The Purpose of the Syllabus
A syllabus is, literally, “an outline of a course of study”. The syllabi for my courses will contain a sequence of topics to be covered, approximate dates, and grading requirements. A syllabus is not a contract. Usually, new topics will not be added. In a typical semester some unexpected event—extreme weather, facilities breakdowns, instructor illness—will lead to class cancellation, and it will be up to the instructor to decide whether and what material to remove from the syllabus.
Grading requirements may also change. Usually this would mean the elimination or substitution of a minor assignment. It could mean an alteration to a major assignment, particularly if the assignment requirements seem to be particularly confusing to the students, or if outside events impact the timing of a due date. Alterations would never lead to the addition of a new, major assignment, nor would the date of an exam or the due date for an assignment be unexpectedly moved earlier. You’re going to have to trust that the flexibility you are granting me will be used in the interests of your learning the material, and not as a way to impose unexpected burdens on you.
Communicating with the Instructor
Please email me at Lee.Hachadoorian@temple.edu, or contact me via the course learning management system. You should use your Temple.edu email address. You should include your full name in all emails, as sometimes students have similar names and I need to know who I am talking to. It will be easiest if you add a signature block to your email which includes your full name and desired contact information, so that this appears in all messages, but if not, you must sign your name to each email. Please try to be specific in your communication. I have received emails the entire content of which is “What’s the assignment.” This puts the onus on me to figure out which assignment you might be talking about. It is annoying and unprofessional.
High-performing students tend to be the ones who attend all class meetings. Struggling students may be struggling for a variety of reasons, but for many of them, lack of attendance is a contributing factor. Your attendance, expressed as a percentage, is also the maximum grade you can earn in a course. See the Specification Grading page for details.
Most assignments will be turned in online (except for assignments where your presence is required, such as in-class presentations). In general, due dates mean by the end of the day. Since your day may end later than mine, in practice this means “before Prof. Hachadoorian wakes up the next morning”. For an assignment that needs to be turned in in hard copy, more specific rules will be attached to the assignment.

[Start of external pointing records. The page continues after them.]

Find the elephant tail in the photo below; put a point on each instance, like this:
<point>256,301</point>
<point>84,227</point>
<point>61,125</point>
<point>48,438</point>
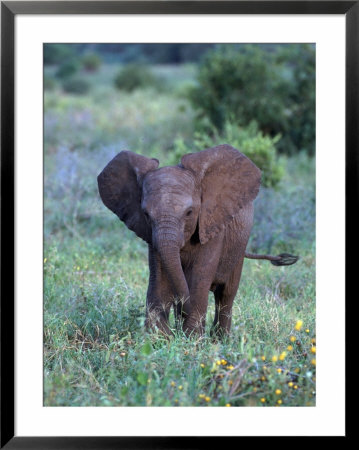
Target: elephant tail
<point>284,259</point>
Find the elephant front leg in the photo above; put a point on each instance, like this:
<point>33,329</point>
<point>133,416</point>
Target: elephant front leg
<point>224,297</point>
<point>159,296</point>
<point>200,277</point>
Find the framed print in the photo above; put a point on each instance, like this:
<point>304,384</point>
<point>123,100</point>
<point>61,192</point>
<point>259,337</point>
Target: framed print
<point>219,133</point>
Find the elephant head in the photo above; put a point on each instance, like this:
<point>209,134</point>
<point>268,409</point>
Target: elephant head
<point>168,206</point>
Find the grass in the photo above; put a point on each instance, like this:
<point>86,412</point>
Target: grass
<point>96,350</point>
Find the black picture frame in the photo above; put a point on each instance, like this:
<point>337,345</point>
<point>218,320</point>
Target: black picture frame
<point>9,10</point>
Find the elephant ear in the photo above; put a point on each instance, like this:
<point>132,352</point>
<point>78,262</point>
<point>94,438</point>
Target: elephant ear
<point>120,187</point>
<point>229,181</point>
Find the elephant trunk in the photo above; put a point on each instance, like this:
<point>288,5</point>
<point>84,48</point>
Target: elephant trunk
<point>168,242</point>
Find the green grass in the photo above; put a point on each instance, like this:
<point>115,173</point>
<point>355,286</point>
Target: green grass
<point>96,350</point>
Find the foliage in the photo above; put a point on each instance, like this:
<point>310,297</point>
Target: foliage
<point>57,53</point>
<point>135,76</point>
<point>76,85</point>
<point>91,61</point>
<point>49,83</point>
<point>67,69</point>
<point>96,351</point>
<point>274,88</point>
<point>249,140</point>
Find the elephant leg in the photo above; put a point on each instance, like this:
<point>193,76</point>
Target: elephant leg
<point>159,296</point>
<point>224,296</point>
<point>199,278</point>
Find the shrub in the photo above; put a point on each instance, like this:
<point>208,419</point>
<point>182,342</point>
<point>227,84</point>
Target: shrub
<point>76,86</point>
<point>67,69</point>
<point>91,62</point>
<point>275,86</point>
<point>49,83</point>
<point>57,53</point>
<point>259,148</point>
<point>135,76</point>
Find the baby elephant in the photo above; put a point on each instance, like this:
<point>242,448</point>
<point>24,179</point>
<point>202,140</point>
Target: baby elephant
<point>196,218</point>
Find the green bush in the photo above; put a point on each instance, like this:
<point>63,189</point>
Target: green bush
<point>49,83</point>
<point>67,69</point>
<point>135,76</point>
<point>91,61</point>
<point>76,86</point>
<point>275,86</point>
<point>249,140</point>
<point>57,53</point>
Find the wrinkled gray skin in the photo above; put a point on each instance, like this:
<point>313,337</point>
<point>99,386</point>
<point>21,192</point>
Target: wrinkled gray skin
<point>196,219</point>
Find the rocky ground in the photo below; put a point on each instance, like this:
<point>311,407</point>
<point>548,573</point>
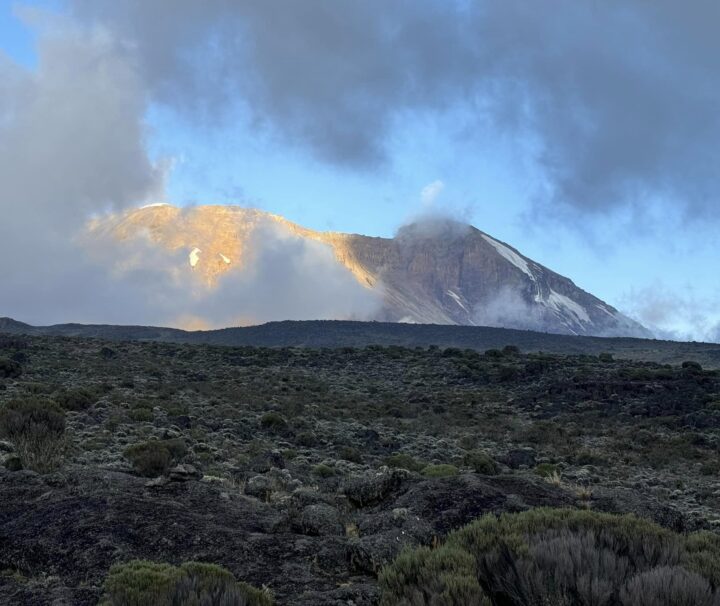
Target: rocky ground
<point>306,470</point>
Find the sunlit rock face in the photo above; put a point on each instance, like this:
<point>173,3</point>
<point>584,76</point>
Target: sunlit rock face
<point>433,271</point>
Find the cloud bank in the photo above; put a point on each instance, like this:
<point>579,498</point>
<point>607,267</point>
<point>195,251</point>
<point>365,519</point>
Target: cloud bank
<point>619,97</point>
<point>73,145</point>
<point>619,100</point>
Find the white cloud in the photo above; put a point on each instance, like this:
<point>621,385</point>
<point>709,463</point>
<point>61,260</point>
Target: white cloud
<point>430,192</point>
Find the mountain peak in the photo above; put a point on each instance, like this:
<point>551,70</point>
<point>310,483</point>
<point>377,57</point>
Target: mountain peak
<point>435,270</point>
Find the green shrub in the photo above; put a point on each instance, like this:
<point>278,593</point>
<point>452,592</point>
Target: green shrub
<point>563,556</point>
<point>77,398</point>
<point>349,453</point>
<point>154,458</point>
<point>404,461</point>
<point>273,421</point>
<point>143,583</point>
<point>431,577</point>
<point>306,438</point>
<point>36,426</point>
<point>545,470</point>
<point>323,471</point>
<point>481,462</point>
<point>9,369</point>
<point>141,415</point>
<point>443,470</point>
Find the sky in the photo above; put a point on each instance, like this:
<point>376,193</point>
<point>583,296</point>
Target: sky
<point>585,134</point>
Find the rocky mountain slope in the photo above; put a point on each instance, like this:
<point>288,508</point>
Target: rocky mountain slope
<point>439,272</point>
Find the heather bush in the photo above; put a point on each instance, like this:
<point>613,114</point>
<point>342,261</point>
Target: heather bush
<point>481,462</point>
<point>37,428</point>
<point>431,577</point>
<point>442,470</point>
<point>143,583</point>
<point>564,557</point>
<point>77,398</point>
<point>154,458</point>
<point>403,461</point>
<point>9,369</point>
<point>668,586</point>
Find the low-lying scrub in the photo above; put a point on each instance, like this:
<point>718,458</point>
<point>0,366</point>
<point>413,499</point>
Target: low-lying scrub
<point>558,556</point>
<point>154,457</point>
<point>143,583</point>
<point>36,427</point>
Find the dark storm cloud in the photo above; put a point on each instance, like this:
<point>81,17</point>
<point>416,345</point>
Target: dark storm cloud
<point>620,96</point>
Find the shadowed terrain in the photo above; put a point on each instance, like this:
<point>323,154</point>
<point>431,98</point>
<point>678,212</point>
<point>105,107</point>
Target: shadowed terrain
<point>307,469</point>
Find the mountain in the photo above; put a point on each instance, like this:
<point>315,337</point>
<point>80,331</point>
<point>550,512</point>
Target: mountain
<point>336,334</point>
<point>431,272</point>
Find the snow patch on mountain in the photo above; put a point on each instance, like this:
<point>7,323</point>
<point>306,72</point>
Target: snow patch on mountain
<point>457,300</point>
<point>561,304</point>
<point>194,256</point>
<point>511,256</point>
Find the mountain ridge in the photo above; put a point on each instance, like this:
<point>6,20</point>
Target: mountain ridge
<point>337,334</point>
<point>436,271</point>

- Be very careful regarding quotation and citation. There have been many high-profile cases in the last several years where authors, journalists, or academics have been discovered to have plagiarized work. In a number of these cases, authors were found to have used direct quotations without citation, even though they correctly credited the author of the original idea. In such cases, some of these authors have claimed, not implausibly, that the direct quotation was inadvertent, and was because they or their research assistant took direct quotation during the research phase, but did not correctly annotate the direct quotation. If you do such a thing, and if I believe you, you will nonetheless have to waste time explaining yourself and will be exceptionally embarrassed.
- The reason so many cases of plagiarism are in the news is that so much writing these days is in digital formats which are exceptionally easy to cross-reference with other digital works. So the chances of being discovered if you plagiarize are higher than they ever have been.
- Self-plagiarism is a thing. Turning in work that you have done previously is unacceptable. Turning in work that is also being evaluated for another class is also a violation of academic integrity, although in general I am not averse to your constructing a project that will satisfy the requirements of more than one course as long as you discuss it with me and your other professor(s) beforehand so that we can be clear about what exactly you will be evaluated on. For example, since I teach Geographic Information Systems courses, I would be OK with your proposing a project involving mapping and analyzing data related to a topic you were researching for a paper in another course.
- You can’t stop at just one. In recent high-profile cases, once an author was discovered to have plagiarized, people started going over their older work with a fine-toothed comb and discovered other, earlier instances of plagiarism. You may not get caught the first time you break the rules. But when you do get away with it, you are programming yourself to blithely disregard academic integrity. So you will likely eventually get caught because (a) you will keep doing it, and (b) you will probably get more and more blatant about it. Therefore, the best defense is to be utterly meticulous about doing your own work and citing your sources.
- I will be more impressed to see you use sources correctly than at any original ideas that you have. I honestly don’t think that I am an original thinker, and you probably aren’t either. But we do have a part to play in knowledge production, and we play that part by acknowledging those who came before us. Isaac Newton, one of the most brilliant minds the world has ever known, said “If I have seen further it is by standing on the shoulders of giants,” and the sentiment was already 500 years old when he wrote that! So your goal is to show me that you can stand on the shoulders of giants, not to convince me that you know how to levitate.